17. The computer-readable storage medium of claim 16, wherein the target crop growth parameters comprise at least one of a crop yield, biomass, or water usage.
18. The computer-readable storage medium of claim 17, wherein the canopy reflectance simulator is based on the PROSAIL model and the crop growth simulator is based on the WOFOST model.
19. The computer-readable storage medium of claim 18, wherein determining the simulated canopy reflectance parameters further comprises providing the simulated satellite image data in the real satellite image data as input into a data assimilation module, wherein the data assimilation module is configured to adjust input into the canopy reflectance simulator until the generated satellite image data is substantially similar to the real satellite image data.

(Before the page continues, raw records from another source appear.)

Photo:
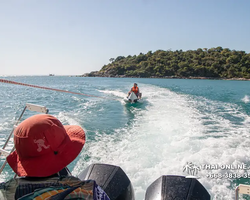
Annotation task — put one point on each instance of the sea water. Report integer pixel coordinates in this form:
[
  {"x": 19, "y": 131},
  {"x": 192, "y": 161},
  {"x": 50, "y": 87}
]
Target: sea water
[{"x": 181, "y": 122}]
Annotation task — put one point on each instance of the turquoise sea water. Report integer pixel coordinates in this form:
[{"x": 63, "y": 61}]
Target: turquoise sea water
[{"x": 205, "y": 122}]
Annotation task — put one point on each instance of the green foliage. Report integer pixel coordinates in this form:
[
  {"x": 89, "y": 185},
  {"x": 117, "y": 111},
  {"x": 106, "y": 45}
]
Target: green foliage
[{"x": 215, "y": 62}]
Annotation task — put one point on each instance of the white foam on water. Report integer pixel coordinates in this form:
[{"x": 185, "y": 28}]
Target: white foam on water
[
  {"x": 171, "y": 131},
  {"x": 116, "y": 93},
  {"x": 246, "y": 99}
]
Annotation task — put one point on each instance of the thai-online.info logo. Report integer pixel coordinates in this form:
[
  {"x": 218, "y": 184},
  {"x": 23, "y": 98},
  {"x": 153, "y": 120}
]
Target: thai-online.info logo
[{"x": 217, "y": 171}]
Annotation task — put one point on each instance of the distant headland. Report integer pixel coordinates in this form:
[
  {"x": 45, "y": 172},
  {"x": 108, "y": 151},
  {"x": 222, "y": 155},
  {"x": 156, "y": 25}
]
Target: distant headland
[{"x": 213, "y": 63}]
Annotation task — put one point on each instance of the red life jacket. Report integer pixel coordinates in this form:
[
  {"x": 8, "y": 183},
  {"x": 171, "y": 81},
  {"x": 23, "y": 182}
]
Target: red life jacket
[{"x": 135, "y": 89}]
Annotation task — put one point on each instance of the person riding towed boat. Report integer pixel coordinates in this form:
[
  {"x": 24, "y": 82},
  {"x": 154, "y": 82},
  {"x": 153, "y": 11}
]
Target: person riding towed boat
[{"x": 136, "y": 90}]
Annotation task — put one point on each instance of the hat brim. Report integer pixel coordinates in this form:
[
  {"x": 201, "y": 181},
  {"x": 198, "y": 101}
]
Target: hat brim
[{"x": 53, "y": 162}]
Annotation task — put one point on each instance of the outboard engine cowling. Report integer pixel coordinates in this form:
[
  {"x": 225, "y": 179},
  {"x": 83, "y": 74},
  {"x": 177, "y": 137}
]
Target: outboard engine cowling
[
  {"x": 171, "y": 187},
  {"x": 112, "y": 179}
]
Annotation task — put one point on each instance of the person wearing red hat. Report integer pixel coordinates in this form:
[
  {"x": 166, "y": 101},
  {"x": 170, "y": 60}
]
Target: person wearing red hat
[
  {"x": 43, "y": 148},
  {"x": 136, "y": 90}
]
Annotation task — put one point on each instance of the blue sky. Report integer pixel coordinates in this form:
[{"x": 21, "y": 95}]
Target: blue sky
[{"x": 73, "y": 37}]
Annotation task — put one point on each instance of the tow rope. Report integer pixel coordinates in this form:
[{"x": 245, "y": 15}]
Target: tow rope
[{"x": 47, "y": 88}]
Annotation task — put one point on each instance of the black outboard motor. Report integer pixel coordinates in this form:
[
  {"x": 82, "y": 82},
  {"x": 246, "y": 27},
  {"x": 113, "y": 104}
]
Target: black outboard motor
[
  {"x": 112, "y": 179},
  {"x": 176, "y": 188}
]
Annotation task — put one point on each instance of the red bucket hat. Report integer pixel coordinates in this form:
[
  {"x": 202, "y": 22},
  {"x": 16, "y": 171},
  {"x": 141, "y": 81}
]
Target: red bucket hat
[{"x": 44, "y": 146}]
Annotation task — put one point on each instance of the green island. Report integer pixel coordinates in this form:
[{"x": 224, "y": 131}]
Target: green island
[{"x": 213, "y": 63}]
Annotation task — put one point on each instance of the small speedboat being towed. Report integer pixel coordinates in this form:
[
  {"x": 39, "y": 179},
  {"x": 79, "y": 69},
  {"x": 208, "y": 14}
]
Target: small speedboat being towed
[
  {"x": 113, "y": 180},
  {"x": 132, "y": 98}
]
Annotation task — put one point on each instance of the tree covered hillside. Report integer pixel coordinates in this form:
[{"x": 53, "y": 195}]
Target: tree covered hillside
[{"x": 214, "y": 62}]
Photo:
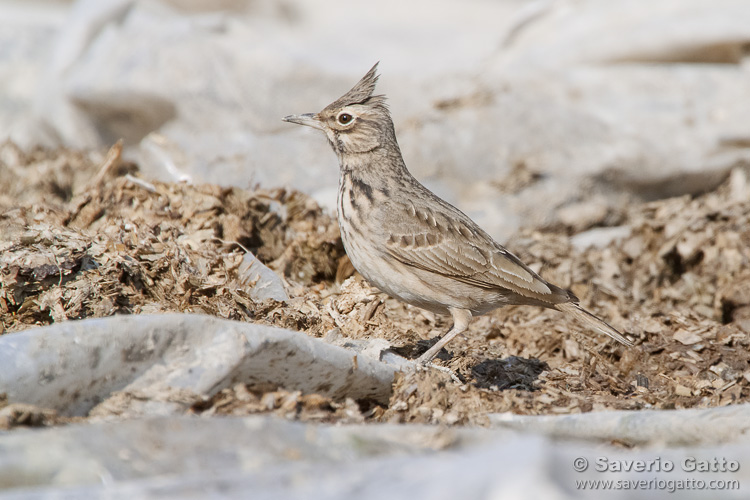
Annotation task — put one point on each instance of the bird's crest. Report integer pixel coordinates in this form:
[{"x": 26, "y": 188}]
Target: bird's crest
[{"x": 362, "y": 92}]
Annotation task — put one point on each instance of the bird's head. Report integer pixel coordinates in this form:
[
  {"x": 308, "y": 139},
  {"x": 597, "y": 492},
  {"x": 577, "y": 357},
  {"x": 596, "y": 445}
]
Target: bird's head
[{"x": 357, "y": 122}]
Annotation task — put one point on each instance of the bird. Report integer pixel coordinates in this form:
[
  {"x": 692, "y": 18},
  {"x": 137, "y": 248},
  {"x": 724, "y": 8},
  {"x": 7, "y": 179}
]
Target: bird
[{"x": 410, "y": 243}]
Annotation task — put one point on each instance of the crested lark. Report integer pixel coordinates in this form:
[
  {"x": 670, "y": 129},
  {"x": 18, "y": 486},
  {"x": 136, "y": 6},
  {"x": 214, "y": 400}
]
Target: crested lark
[{"x": 411, "y": 244}]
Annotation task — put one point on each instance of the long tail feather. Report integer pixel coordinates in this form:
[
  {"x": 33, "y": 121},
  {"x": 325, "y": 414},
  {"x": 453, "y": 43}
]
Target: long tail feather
[{"x": 592, "y": 321}]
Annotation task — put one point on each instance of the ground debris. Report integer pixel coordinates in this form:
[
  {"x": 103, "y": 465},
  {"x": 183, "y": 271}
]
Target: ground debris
[{"x": 677, "y": 283}]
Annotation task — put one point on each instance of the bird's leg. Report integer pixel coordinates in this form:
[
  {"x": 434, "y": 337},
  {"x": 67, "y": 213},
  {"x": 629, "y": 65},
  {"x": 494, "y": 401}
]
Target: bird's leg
[{"x": 461, "y": 318}]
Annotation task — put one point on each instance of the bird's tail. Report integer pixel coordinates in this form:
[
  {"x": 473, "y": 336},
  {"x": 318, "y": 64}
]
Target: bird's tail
[{"x": 592, "y": 321}]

20. The computer-readable storage medium of claim 19, wherein determining the simulated crop growth input parameters further comprises providing simulated crop growth output parameters and the simulated canopy reflectance parameters as input into the data assimilation module, wherein the data assimilation module is further configured to adjust input into the crop growth simulator until the simulated crop growth output parameters correspond to at least one of the target crop growth parameters.